After many breaks we reached the summit about 10 minutes before sunrise. Too our surprise there must have been 200 people up there. Since it was so late in the season we were expecting a fraction of that.


The view towards the east was beautiful. And being so high above the clouds after climbing through the night was very rewarding. We stayed up top for about 45 minutes taking pictures, drinking some whiskey and watching the sky light up and the views change. The views of the clouds below were especially cool. They looked liked massive frozen waves. And since we hadn't slept all night our brains were getting pretty silly.

Tommy Lee Jones. He was everywhere. Billboards, vending machines, buses maybe. It reminded me and everyone else about Bill Murray's character in Lost In translation. Where an older actor comes to Japan for a week to make a couple million dollars poising for photos to endorse some whiskey.



We spent the next couple days after Fuji down in Kyoto. First we rested after our long hike and brutal night bus from Tokyo. But we soon got out into the city to take in all it's history, beauty and culture.

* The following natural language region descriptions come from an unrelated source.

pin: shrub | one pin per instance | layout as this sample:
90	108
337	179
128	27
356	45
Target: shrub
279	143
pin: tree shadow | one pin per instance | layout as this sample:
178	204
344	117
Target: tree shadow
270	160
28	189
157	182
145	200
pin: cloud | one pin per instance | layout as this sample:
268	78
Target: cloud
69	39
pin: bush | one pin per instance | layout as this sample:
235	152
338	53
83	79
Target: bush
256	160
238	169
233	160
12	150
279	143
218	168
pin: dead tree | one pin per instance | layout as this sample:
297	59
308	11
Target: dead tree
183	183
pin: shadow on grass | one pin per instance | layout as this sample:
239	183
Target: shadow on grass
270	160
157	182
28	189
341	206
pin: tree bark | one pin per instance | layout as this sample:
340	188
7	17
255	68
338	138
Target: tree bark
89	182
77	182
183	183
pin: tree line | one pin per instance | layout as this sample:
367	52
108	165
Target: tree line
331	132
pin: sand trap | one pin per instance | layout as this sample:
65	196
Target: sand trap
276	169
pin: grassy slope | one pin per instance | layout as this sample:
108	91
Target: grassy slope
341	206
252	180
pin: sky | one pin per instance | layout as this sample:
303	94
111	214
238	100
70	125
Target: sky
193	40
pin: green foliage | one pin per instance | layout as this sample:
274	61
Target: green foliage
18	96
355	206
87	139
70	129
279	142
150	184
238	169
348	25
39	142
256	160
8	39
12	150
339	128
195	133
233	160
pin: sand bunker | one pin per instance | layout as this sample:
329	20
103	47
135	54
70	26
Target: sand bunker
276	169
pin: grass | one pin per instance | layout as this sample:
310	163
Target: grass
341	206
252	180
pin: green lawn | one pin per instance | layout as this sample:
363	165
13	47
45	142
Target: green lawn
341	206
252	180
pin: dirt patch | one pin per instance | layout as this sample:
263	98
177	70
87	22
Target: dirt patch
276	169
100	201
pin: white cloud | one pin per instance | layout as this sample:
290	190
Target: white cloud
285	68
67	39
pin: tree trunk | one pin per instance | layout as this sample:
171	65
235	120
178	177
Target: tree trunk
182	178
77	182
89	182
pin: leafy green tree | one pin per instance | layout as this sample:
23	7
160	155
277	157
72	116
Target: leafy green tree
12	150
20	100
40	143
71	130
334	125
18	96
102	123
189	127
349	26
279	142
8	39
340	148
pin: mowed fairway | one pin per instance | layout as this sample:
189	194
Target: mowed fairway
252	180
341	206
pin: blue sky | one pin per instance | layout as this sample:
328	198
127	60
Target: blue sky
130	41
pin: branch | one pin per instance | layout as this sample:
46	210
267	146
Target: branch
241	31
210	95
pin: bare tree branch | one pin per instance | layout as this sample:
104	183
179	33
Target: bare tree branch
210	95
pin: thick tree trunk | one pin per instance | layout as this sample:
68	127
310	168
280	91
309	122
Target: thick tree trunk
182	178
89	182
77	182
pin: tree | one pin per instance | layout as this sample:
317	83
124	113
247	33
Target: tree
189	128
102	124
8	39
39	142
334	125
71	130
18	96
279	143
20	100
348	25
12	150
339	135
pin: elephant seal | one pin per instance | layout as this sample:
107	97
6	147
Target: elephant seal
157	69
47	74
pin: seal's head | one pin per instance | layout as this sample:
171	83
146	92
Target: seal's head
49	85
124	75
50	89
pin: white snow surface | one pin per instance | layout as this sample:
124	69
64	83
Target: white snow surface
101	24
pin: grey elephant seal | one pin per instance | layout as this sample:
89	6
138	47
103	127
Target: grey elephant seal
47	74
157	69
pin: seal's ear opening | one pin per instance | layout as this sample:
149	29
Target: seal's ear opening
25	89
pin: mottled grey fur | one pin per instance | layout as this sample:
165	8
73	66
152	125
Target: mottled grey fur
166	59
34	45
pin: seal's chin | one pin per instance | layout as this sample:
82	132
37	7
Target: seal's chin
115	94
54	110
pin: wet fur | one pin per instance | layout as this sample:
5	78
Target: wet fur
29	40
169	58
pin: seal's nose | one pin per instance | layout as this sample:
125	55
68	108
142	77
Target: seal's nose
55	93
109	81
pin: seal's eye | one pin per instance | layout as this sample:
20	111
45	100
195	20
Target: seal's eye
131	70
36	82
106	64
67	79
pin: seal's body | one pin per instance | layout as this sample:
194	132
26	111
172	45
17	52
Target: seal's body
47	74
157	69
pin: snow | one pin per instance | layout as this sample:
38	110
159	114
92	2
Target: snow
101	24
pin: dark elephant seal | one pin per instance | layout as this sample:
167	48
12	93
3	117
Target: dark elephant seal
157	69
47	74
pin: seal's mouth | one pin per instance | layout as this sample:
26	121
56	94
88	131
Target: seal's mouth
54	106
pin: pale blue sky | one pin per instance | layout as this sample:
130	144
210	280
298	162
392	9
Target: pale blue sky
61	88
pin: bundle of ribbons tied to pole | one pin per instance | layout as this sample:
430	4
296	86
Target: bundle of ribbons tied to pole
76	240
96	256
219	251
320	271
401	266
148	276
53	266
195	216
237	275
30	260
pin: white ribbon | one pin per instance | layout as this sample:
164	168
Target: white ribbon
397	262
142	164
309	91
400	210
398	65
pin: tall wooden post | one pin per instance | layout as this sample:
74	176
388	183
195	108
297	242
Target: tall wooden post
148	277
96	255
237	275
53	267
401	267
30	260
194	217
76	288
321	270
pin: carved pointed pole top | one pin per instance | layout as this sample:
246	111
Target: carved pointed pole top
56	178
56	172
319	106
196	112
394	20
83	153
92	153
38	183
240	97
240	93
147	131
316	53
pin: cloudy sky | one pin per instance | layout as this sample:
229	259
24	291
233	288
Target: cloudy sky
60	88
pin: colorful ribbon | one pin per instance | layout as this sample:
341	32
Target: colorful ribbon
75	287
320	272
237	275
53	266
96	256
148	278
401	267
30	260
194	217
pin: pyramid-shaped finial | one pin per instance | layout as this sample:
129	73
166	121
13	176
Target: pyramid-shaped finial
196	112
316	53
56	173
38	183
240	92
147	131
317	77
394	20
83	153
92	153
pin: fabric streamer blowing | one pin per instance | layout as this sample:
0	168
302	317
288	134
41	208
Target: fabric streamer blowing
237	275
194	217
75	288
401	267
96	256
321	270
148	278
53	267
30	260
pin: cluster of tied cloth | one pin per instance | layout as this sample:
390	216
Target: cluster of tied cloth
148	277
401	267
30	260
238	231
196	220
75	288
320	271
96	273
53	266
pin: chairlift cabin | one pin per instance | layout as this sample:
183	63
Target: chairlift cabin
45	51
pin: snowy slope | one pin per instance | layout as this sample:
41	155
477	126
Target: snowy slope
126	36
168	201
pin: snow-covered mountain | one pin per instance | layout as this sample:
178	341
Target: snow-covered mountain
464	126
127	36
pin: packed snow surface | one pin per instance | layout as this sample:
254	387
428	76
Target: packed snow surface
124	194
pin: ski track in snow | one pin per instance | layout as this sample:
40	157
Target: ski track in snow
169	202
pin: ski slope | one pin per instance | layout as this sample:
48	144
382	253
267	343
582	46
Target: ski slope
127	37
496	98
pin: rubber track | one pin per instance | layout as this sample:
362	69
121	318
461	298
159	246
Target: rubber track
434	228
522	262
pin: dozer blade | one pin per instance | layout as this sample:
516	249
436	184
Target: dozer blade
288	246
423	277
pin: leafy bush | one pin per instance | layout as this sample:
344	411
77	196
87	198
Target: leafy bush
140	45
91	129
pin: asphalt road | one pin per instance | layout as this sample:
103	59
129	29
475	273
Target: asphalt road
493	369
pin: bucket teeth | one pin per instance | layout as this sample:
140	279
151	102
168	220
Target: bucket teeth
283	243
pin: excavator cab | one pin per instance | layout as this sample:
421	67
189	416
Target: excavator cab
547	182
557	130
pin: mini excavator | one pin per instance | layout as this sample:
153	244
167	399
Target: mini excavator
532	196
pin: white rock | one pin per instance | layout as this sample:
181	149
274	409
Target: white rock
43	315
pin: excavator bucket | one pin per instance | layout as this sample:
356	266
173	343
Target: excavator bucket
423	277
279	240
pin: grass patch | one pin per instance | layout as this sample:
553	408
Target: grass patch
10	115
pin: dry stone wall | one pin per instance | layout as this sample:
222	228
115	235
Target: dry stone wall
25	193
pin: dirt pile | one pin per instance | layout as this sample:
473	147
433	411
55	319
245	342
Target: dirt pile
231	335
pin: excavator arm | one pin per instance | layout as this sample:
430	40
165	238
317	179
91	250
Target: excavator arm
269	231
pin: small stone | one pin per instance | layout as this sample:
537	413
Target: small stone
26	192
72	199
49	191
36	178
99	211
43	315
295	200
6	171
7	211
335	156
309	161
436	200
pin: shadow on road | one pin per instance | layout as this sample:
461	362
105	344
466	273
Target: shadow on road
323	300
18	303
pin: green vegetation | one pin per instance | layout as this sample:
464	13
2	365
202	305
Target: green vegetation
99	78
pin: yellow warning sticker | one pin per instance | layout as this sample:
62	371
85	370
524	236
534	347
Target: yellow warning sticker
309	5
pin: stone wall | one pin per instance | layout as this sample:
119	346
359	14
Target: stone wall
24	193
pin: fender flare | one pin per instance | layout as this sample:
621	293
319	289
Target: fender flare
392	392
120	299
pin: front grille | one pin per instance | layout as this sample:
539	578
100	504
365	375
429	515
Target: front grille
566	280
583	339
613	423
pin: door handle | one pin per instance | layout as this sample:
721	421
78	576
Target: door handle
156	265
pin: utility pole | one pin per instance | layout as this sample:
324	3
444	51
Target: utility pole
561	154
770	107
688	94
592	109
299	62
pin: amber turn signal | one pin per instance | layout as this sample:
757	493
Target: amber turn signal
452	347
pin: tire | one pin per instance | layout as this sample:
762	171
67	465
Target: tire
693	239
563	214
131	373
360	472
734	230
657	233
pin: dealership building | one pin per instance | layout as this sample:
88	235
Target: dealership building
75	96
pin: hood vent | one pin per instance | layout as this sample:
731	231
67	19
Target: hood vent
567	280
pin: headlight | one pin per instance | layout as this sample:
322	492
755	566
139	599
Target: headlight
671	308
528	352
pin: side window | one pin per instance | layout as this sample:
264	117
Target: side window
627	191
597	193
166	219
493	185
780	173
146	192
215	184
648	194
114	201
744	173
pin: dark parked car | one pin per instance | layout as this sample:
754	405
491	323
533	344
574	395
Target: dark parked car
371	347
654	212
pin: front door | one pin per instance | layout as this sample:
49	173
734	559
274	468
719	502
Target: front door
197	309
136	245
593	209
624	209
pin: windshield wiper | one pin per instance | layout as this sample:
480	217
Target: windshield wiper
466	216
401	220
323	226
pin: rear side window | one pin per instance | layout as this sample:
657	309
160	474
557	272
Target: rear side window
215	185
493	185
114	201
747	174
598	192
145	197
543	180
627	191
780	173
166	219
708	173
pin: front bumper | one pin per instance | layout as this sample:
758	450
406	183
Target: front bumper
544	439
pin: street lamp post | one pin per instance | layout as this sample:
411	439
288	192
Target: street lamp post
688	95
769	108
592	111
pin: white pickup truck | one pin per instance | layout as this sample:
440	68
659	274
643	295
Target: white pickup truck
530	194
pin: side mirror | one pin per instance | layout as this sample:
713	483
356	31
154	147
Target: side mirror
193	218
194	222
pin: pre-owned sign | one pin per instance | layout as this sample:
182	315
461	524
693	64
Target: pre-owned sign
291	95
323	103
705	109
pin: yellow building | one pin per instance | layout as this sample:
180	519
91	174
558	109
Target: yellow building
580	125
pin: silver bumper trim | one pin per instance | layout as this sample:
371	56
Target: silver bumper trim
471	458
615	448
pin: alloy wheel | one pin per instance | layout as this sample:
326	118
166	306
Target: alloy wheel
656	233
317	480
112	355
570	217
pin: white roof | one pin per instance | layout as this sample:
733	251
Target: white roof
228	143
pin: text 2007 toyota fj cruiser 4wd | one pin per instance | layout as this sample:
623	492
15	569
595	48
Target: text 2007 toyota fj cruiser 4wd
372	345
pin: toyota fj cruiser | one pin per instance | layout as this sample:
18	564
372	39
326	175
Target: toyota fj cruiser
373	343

It seems around every corner was a garden, or craft shop, or park, or temple, or statue, or Geisha, or fake geisha dressed up for tourists.

The thing to do in Kyoto is ride bikes, since it's so flat. We rented bikes for 100yen, which is possibly the greatest deal in Japan. We stared out as a group of three, but Mack got lost after the second temple we visited. he never saw him again until the airport Saturday morning. But he had other Osaka plans with a family friend.


Since neither Matt nor I were super keen on paying 500yen for each little temple or rock garden we just visited one well known temple (and was underwhelmed, I think from all the packages bus tourists that clogged it up) and spent the rest of the day cruising the free parks and all the cool side streets and neighborhoods. What we decided is that there doesn't seem like a poor person or house in Kyoto and there are plenty of beautiful girls on bikes. Which is something that needs to spread through out the world.












Kyoto and and Osaka our about 40 minutes apart by train, but they seem like worlds apart. Kyoto is filled with temples, craft and art shops and green spaces. While Osaka is full of neon, shopping and concrete. But it's still charming in it's own way. We spent our last day here just walking around, eating some of the local food, like takoyaki, which are doughy balls with bits of octopus inside. And Okomanayaki, which is similar to an egg scramble with a bunch of veggies. For our evening entertainment, we started off with our usual bottle of Santori whiskey from 7-11 and a wander about town, looking for places to consume more alcohol. We found more huge buildings offering 75 rooms to spend 90 minutes "chatting with some ladies." Jake and Matt were cheap so we didn't do it...just kidding, Mom.
We did find some fun little bars, full of very drunk Japanese, but nothing earth shattering. We did notice an abundance of little "reggae" shops were selling little treats that we may have dabbled in, though.




I found where every cool vintage shirt in in America ends up, Osaka. For sale for 30 dollars.